Restaurant parklets could remain on city streets until July 2022 after the Long Beach City Council voted Tuesday night to extend the city’s open streets program that has allowed businesses to expand seating capacities during the pandemic.
The request to extend the program was proposed by the city’s Public Works department, which said that outdoor dining has not only helped businesses survive pandemic restrictions but has also become popular with customers.
The extension would also extend to businesses using parking lots for outdoor dining. The council’s previous extension of the program was set to expire at the start of October.
However, an amendment to the proposal could put some parklets on 2nd Street in jeopardy as a new protest process will be created for residents to report business owners who are not honoring the terms of their approval to operate outdoors.
A public meeting held in that community could serve to sort out those that are not being used as intended, being properly maintained or encroaching on other businesses’ parking spaces. Diko Melkonian, Deputy Director of Public Works, said the parklets could be reevaluated as needed.

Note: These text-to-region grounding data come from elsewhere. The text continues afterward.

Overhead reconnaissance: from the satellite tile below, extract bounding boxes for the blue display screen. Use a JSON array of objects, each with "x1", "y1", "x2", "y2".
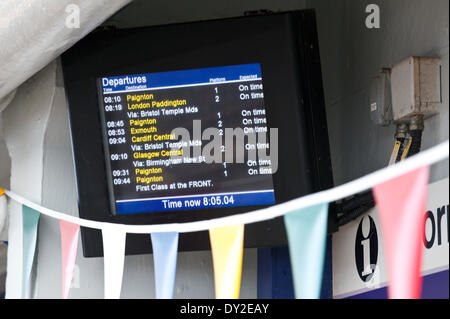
[{"x1": 98, "y1": 64, "x2": 275, "y2": 214}]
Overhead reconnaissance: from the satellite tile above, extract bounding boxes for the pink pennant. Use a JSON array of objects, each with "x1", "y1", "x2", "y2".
[
  {"x1": 372, "y1": 166, "x2": 429, "y2": 299},
  {"x1": 59, "y1": 220, "x2": 80, "y2": 299}
]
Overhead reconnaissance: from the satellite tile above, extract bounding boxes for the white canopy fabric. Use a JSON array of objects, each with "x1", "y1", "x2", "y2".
[{"x1": 0, "y1": 0, "x2": 131, "y2": 103}]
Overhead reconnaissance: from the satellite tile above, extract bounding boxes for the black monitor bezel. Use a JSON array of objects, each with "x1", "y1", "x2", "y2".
[{"x1": 62, "y1": 10, "x2": 335, "y2": 257}]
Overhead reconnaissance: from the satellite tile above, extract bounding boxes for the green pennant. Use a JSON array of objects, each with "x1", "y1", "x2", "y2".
[
  {"x1": 284, "y1": 203, "x2": 328, "y2": 299},
  {"x1": 22, "y1": 205, "x2": 40, "y2": 298}
]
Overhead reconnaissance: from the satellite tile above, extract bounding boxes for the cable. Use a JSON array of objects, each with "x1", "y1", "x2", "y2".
[
  {"x1": 336, "y1": 120, "x2": 422, "y2": 228},
  {"x1": 337, "y1": 203, "x2": 375, "y2": 227},
  {"x1": 406, "y1": 115, "x2": 424, "y2": 158},
  {"x1": 407, "y1": 130, "x2": 423, "y2": 158},
  {"x1": 394, "y1": 137, "x2": 406, "y2": 163},
  {"x1": 336, "y1": 137, "x2": 401, "y2": 227},
  {"x1": 337, "y1": 192, "x2": 375, "y2": 227},
  {"x1": 394, "y1": 123, "x2": 410, "y2": 164}
]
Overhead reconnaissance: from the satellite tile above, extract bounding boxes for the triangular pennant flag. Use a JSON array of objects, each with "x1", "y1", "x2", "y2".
[
  {"x1": 59, "y1": 220, "x2": 80, "y2": 299},
  {"x1": 102, "y1": 225, "x2": 127, "y2": 299},
  {"x1": 0, "y1": 187, "x2": 4, "y2": 196},
  {"x1": 372, "y1": 166, "x2": 429, "y2": 299},
  {"x1": 150, "y1": 232, "x2": 179, "y2": 299},
  {"x1": 209, "y1": 224, "x2": 244, "y2": 299},
  {"x1": 284, "y1": 203, "x2": 328, "y2": 299},
  {"x1": 22, "y1": 205, "x2": 40, "y2": 299}
]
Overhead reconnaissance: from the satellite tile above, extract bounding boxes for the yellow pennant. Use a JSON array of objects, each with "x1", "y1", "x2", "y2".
[
  {"x1": 209, "y1": 224, "x2": 244, "y2": 299},
  {"x1": 0, "y1": 188, "x2": 5, "y2": 197}
]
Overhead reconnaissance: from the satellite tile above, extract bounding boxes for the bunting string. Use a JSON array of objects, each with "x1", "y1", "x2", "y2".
[{"x1": 2, "y1": 140, "x2": 449, "y2": 233}]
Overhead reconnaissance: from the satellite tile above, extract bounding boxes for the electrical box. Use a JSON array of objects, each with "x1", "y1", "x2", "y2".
[
  {"x1": 62, "y1": 10, "x2": 336, "y2": 257},
  {"x1": 369, "y1": 68, "x2": 393, "y2": 126},
  {"x1": 391, "y1": 57, "x2": 442, "y2": 122}
]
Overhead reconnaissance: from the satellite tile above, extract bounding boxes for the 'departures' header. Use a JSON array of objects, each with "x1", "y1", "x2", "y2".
[{"x1": 100, "y1": 63, "x2": 262, "y2": 93}]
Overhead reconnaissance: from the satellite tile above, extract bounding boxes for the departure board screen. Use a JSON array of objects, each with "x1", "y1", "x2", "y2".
[{"x1": 98, "y1": 63, "x2": 275, "y2": 215}]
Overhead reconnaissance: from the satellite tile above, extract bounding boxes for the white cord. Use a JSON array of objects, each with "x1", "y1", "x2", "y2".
[{"x1": 3, "y1": 140, "x2": 449, "y2": 234}]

Councilwoman Suzie Price, who represents Belmont Shore, said it’s important for residents to have an appeal process because there are some parklets in the area that need to be addressed. Price is expected to hold a meeting in the coming months with a plan for the parklets on 2nd Street to be heard by the full council by the end of the year.
“It’s the only business corridor that has numerous homes within just a few feet of businesses,” Price said. “The impacts are felt at a much deeper level.”

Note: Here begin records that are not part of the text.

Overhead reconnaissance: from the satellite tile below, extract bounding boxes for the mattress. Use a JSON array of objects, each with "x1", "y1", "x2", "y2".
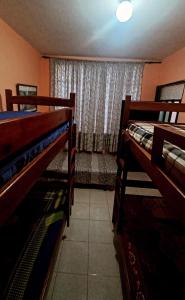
[
  {"x1": 127, "y1": 122, "x2": 185, "y2": 191},
  {"x1": 0, "y1": 111, "x2": 69, "y2": 188},
  {"x1": 1, "y1": 180, "x2": 67, "y2": 299},
  {"x1": 0, "y1": 111, "x2": 38, "y2": 121}
]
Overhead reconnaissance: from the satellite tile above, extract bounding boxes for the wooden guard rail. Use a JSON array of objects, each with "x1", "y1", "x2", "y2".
[
  {"x1": 5, "y1": 89, "x2": 75, "y2": 110},
  {"x1": 122, "y1": 95, "x2": 185, "y2": 129}
]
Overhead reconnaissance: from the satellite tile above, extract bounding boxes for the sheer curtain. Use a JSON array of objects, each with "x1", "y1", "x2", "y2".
[{"x1": 50, "y1": 59, "x2": 144, "y2": 152}]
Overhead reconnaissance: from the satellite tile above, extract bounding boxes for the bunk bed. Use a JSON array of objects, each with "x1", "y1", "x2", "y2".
[
  {"x1": 113, "y1": 96, "x2": 185, "y2": 300},
  {"x1": 0, "y1": 89, "x2": 76, "y2": 299}
]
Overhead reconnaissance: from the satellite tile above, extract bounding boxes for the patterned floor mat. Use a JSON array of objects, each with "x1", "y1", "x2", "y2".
[{"x1": 46, "y1": 151, "x2": 117, "y2": 189}]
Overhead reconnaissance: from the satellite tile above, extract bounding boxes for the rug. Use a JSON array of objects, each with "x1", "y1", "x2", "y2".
[{"x1": 46, "y1": 151, "x2": 117, "y2": 189}]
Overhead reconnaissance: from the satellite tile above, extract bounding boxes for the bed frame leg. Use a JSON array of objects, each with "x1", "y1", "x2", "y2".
[{"x1": 112, "y1": 136, "x2": 130, "y2": 233}]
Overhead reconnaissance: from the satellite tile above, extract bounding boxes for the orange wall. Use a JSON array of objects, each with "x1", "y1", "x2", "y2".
[
  {"x1": 159, "y1": 47, "x2": 185, "y2": 122},
  {"x1": 38, "y1": 58, "x2": 50, "y2": 112},
  {"x1": 141, "y1": 63, "x2": 161, "y2": 100},
  {"x1": 141, "y1": 47, "x2": 185, "y2": 107},
  {"x1": 0, "y1": 18, "x2": 41, "y2": 110},
  {"x1": 159, "y1": 46, "x2": 185, "y2": 86},
  {"x1": 39, "y1": 58, "x2": 50, "y2": 96}
]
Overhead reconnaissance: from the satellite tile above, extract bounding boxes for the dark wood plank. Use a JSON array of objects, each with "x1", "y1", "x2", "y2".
[
  {"x1": 129, "y1": 101, "x2": 185, "y2": 112},
  {"x1": 5, "y1": 89, "x2": 75, "y2": 109},
  {"x1": 0, "y1": 131, "x2": 69, "y2": 225},
  {"x1": 122, "y1": 96, "x2": 131, "y2": 129},
  {"x1": 0, "y1": 109, "x2": 72, "y2": 160},
  {"x1": 126, "y1": 132, "x2": 185, "y2": 220},
  {"x1": 152, "y1": 124, "x2": 185, "y2": 164},
  {"x1": 154, "y1": 124, "x2": 185, "y2": 147}
]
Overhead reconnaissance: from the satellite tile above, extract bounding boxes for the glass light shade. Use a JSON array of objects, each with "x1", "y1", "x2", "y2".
[{"x1": 116, "y1": 1, "x2": 133, "y2": 22}]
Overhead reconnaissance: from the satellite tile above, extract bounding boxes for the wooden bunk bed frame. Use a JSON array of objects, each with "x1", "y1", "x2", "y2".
[
  {"x1": 0, "y1": 89, "x2": 75, "y2": 225},
  {"x1": 113, "y1": 95, "x2": 185, "y2": 300},
  {"x1": 114, "y1": 95, "x2": 185, "y2": 227},
  {"x1": 0, "y1": 89, "x2": 76, "y2": 299}
]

Residents from Belmont Shore lodged complaints that some parklets on 2nd Street were creating quality of life issues like people urinating in public and loud music and conversations disrupting their home lives.

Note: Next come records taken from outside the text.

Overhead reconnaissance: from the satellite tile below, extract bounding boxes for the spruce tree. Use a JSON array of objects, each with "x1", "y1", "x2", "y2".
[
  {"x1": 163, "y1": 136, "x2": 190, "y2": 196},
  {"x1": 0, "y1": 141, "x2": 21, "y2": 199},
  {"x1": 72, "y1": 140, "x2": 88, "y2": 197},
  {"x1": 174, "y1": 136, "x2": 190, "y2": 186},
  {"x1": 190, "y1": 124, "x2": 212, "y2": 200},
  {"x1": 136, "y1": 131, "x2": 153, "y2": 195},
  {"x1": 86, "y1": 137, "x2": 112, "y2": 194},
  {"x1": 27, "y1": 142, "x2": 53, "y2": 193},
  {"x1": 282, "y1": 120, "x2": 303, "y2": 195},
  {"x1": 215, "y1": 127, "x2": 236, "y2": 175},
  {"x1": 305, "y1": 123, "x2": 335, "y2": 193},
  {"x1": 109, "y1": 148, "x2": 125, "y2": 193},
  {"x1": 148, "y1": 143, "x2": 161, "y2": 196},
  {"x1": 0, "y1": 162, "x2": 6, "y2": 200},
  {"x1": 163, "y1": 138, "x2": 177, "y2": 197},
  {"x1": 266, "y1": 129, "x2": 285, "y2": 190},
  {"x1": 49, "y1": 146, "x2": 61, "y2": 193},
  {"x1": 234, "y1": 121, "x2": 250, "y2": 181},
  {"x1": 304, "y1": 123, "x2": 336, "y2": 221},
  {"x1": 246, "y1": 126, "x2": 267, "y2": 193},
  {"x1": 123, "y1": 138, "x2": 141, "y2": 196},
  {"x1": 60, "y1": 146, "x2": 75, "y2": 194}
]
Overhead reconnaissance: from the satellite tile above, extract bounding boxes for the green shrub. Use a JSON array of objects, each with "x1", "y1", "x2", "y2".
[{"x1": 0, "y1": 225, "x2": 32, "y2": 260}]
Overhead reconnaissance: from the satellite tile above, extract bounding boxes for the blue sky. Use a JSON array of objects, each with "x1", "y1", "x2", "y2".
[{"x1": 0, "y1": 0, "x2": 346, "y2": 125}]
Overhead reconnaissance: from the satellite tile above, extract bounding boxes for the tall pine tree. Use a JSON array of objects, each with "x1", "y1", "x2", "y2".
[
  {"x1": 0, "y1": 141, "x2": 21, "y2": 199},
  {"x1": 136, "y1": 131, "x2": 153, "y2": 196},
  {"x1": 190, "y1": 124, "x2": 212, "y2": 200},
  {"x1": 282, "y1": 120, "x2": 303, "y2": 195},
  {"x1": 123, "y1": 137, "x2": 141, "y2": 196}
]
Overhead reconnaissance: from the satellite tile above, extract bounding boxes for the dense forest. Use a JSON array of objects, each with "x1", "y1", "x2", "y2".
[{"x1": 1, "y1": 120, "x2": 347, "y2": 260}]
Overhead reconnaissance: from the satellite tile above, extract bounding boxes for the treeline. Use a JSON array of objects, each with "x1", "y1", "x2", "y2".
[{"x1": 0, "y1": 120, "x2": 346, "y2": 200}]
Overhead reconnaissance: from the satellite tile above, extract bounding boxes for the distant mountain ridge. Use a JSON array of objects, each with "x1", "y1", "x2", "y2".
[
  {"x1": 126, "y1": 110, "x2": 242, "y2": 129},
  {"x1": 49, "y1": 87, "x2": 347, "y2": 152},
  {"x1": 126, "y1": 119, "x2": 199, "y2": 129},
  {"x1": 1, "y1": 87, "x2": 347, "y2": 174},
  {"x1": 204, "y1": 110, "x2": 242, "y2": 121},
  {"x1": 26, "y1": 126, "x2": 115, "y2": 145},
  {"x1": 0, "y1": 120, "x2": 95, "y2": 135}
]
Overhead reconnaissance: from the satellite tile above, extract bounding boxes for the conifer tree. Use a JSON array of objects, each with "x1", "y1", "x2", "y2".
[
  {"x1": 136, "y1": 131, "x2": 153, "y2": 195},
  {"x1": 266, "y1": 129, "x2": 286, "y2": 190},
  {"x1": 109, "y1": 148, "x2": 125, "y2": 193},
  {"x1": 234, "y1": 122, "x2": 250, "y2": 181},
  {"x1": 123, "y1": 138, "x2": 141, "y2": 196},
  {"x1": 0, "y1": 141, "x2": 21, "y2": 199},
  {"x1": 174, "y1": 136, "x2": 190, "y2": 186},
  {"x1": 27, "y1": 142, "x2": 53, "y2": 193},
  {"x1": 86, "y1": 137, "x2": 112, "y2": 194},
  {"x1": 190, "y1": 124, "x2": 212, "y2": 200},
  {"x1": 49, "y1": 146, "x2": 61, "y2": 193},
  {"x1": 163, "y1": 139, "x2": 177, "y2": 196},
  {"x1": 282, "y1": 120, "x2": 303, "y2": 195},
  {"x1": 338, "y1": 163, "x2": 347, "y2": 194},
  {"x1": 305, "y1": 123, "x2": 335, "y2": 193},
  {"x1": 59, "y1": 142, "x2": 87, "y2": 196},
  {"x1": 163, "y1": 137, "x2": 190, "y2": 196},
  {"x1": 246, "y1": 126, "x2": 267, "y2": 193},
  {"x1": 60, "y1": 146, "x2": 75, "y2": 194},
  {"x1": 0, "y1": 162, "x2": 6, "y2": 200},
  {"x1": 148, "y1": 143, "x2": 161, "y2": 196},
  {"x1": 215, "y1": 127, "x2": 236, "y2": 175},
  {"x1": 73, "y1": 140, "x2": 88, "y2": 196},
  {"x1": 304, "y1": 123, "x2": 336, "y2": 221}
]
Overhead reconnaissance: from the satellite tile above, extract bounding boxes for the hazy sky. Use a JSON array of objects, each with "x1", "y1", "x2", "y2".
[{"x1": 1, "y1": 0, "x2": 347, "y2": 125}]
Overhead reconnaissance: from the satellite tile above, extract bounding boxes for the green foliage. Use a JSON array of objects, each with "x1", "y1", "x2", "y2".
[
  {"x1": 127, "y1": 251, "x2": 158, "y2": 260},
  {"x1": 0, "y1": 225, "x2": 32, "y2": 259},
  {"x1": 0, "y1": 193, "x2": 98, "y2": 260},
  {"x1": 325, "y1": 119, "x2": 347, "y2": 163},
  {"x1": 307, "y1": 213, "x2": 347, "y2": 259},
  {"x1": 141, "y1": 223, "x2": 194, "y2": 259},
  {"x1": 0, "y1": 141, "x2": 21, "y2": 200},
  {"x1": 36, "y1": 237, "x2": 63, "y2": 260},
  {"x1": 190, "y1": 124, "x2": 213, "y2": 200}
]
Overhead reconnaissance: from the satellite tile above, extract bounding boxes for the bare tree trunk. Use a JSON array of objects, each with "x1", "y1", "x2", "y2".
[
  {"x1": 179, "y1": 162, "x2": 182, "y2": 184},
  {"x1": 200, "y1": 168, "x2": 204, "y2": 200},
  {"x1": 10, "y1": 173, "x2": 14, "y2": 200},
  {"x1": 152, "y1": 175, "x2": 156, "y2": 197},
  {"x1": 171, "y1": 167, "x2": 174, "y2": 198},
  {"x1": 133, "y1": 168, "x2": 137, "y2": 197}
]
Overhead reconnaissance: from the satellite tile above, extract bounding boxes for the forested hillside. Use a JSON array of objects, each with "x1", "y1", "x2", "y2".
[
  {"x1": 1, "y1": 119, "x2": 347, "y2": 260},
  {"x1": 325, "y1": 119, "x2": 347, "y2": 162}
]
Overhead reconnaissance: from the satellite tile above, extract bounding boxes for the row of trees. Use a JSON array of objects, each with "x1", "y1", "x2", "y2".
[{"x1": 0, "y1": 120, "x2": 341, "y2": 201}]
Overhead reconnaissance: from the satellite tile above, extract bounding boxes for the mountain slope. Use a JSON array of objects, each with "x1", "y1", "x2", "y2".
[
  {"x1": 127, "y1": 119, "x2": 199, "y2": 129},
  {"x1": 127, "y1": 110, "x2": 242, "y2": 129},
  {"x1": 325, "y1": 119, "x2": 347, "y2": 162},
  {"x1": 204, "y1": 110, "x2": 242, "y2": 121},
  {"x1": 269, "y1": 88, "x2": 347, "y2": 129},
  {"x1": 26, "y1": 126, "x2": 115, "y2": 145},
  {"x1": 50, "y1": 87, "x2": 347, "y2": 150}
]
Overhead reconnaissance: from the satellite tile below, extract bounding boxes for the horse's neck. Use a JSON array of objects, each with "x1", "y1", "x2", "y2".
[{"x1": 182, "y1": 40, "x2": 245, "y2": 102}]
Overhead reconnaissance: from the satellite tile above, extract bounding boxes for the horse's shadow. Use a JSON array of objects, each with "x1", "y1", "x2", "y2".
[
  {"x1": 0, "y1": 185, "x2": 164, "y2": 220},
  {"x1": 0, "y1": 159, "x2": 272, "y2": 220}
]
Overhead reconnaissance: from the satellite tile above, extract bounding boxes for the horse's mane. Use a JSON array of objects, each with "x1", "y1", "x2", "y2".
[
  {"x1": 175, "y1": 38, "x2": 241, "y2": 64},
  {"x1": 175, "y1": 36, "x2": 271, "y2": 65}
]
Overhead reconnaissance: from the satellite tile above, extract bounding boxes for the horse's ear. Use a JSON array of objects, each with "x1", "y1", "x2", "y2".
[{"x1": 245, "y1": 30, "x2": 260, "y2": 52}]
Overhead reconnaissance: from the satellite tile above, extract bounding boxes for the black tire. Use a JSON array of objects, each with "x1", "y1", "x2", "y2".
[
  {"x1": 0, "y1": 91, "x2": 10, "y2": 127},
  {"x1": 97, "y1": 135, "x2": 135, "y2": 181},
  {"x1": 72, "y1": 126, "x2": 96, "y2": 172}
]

They said they were happy to support restaurants during the pandemic when inside-dining bans crippled businesses, but “that time is over,” they said.
Several business owners along the corridor challenged that stance, stating that many of their customers still prefer to eat outside for a variety of reasons, including COVID-19.
“We’re really not out of the woods yet,” said Ryan Hofman, who co-owns Saint & Second. “We hear there are indoor vaccine mandates coming in different areas and we’re very concerned about that and we have quite a bit of invested into our parklets.”
Rebecca Hinderer, co-owner of Let’s Yolk About it, said she was appalled to hear that residents had suffered because of some of the parklets on the corridor but said that the pandemic is not over until masks are allowed to come off and everyone feels safe doing so.
“I had a very slow morning in our inside today, but there was a 15-minute wait for my parklet,” Hinderer said.
Jimmy Loizides, who owns George’s Greek Cafe, said that it’s not an exaggeration that the parklets saved his family’s business and asked for the council to support the extension.
“I’m in support of parklets for Belmont Shore but I’m also in favor of policing it,” Loizides said.
Businesses wanting to keep their parklets beyond the July 2022 deadline will have to apply to the city for permanent status. Doing that could require business owners to make structural improvements to their designs as well as secure insurance policies for them.
The city has previously said that some outdoor dining spaces would not be allowed to apply for permanent status because they pose traffic safety or accessibility issues for the public.